During the CT scan of your heart:

  • You will change into a hospital gown. The nurse will record your height, weight, and blood pressure. He or she may draw your blood for a lipid analysis.
  • You will lie on a special scanning table.
  • The technologist will clean three small areas of your chest and place small, sticky electrode patches on these areas. Men may expect to have their chest partially shaved to help the electrodes stick. The electrodes are attached to an electrocardiograph (ECG) monitor, which charts your heart's electrical activity during the test.
  • You may also be given an injection of a contrast material to help the CT scanner directly visualize your coronary arteries.

  • During the scan, you will feel the table move inside a donut-shaped scanner. The high-speed CT scan captures multiple images, synchronized with your heartbeat.
  • A sophisticated computer program, guided by the cardiovascular radiologist, analyzes the images for presence of calcification within the coronary arteries. Absence of calcium is considered a "negative" exam. But, it does not exclude the presence of "soft" noncalcified plaque. If calcium is present, the computer will create a calcium "score" that estimates the extent of coronary artery disease.

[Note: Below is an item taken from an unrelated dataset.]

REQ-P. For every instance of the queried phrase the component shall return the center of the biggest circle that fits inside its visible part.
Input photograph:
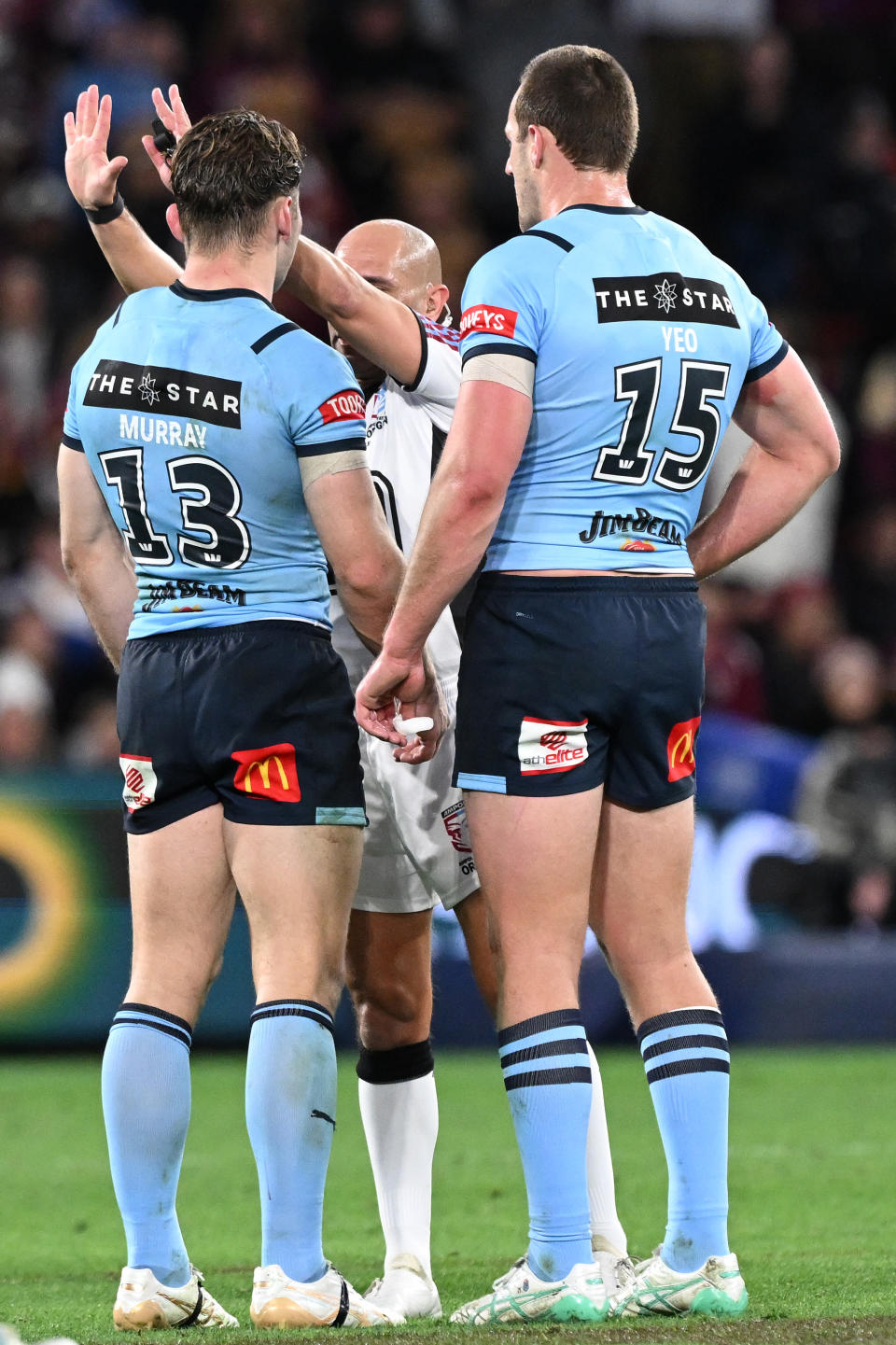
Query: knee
(389, 1013)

The calcium-score screening heart scan takes only a few minutes.

 

What Happens After a Heart CT Scan?

You may continue all normal activities and eat as usual after the heart CT scan.

The results of the scan will be reviewed. The following information will be obtained:

  • The number and density of calcified coronary plaques in the coronary arteries
  • Calcium score

Your heart CT scan results will be examined and reviewed by a team of cardiovascular specialists, including a cardiovascular radiologist and a preventive cardiologist. The team will evaluate the calcium score and/or your CT angiogram, along with other risk factor measurements (risk factor evaluation, blood pressure, lipid analysis), to determine your risk for future coronary artery disease and will make recommendations regarding your lifestyle, medications, or additional cardiac testing.

You and your primary care doctor will receive the full report outlining your risk assessment and follow-up recommendations. Ask your doctor if you have any questions about the calcium-score screening heart scan.